After 1962, CIA feared China could attack India again
DOCUMENTS POSTED ON CIA’S WEBSITE REVEAL THAT BY JAN 1963, WARY US INTEL OFFICIALS BEGAN STUDYING THE POSSIBILITY OF CHINA ‘GIVING THE INDIANS ANOTHER BLACK EYE’
NEWDELHI: Months after the brief but bloody India-China war of 1962, American intelligence were worried about the possibility of further strikes by Chinese troops through Tibet, Myanmar and even Nepal and Bhutan.
After a string of skirmishes along the disputed frontier led to a spike in tensions, Chinese troops mounted an offensive in October 1962 and advanced into Ladakh and the North East Frontier Agency (NEFA, now the state of Arunachal Pradesh). A month later, China announced a unilateral truce and withdrew troops.
By January 1963, wary US intelligence officials began studying the possibility of China “giving the Indians another black eye”, according to declassified documents recently posted on the Central Intelligence Agency’s (CIA) website.
The CIA, Defence Intelligence Agency (DIA) and United States Intelligence Board conducted assessments, including possible attacks through neighbouring countries.
They estimated the Chinese could mobilise a little more than 120,000 troops for attacks and assessed air threat to India.
A DIA document, titled The Chinese Communist ground threat to India, drawn up less than six months after the 1962 war, concluded China had the capability to carry out attacks in Ladakh, through border passes between Ladakh and Nepal, across eastern Bhutan and NEFA into Assam.
“It is estimated that the Chinese could support indefinitely operations in Ladakh, Nepal, Bhutan and eastern NEFA,” the document stated.
Among the military objectives of such attacks would be extending Chinese control to the town of Leh, seizing the territorial claim north of Joshimath, the “eventual occupation” of Nepal to forestall Indian intervention and the “effective occupation” of NEFA and the part of Assam north of the Brahmaputra river.
A May 1963 top secret memorandum from the CIA and USIB concluded the “government of Burma (now Myanmar) would not resist the movement of Chinese troops” for a possible attack on India and would even “acquiesce” in the use of Burmese transportation facilities and airfields.
However, the CIA concluded that China posed only a “limited air threat” to India because of the weakness in “equipment and combat proficiency” of the air force and the lack of adequate bases in the Himalayan region.

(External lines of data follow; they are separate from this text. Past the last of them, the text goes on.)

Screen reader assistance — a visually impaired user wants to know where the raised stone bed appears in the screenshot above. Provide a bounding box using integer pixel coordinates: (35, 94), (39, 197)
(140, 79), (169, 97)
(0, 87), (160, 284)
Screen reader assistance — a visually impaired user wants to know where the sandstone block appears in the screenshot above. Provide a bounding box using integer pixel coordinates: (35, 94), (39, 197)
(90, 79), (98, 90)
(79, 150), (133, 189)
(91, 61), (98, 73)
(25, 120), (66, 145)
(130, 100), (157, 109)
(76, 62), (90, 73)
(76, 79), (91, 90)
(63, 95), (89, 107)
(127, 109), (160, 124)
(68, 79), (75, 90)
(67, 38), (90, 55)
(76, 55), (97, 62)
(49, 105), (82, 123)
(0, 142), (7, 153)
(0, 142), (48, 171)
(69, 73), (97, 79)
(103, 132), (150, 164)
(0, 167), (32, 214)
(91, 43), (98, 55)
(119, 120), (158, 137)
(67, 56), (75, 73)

Almost a year after the 1962 war, CIA deputy director Ray Cline informed McGeorge Bundy, special assistant to President John F Kennedy, that there were “several reasons to be concerned about the possibility of a Chinese Communist attack on the Sino-Indian border”.
China had about 120,000 troops in Tibet “capable of launching an attack on the scale of last fall with little or no warning” and Beijing “may have a political or psychological urge to demonstrate…their lack of fear of their enemies by giving the Indians another black eye right in front of both the Russians and Americans”, Bundy wrote.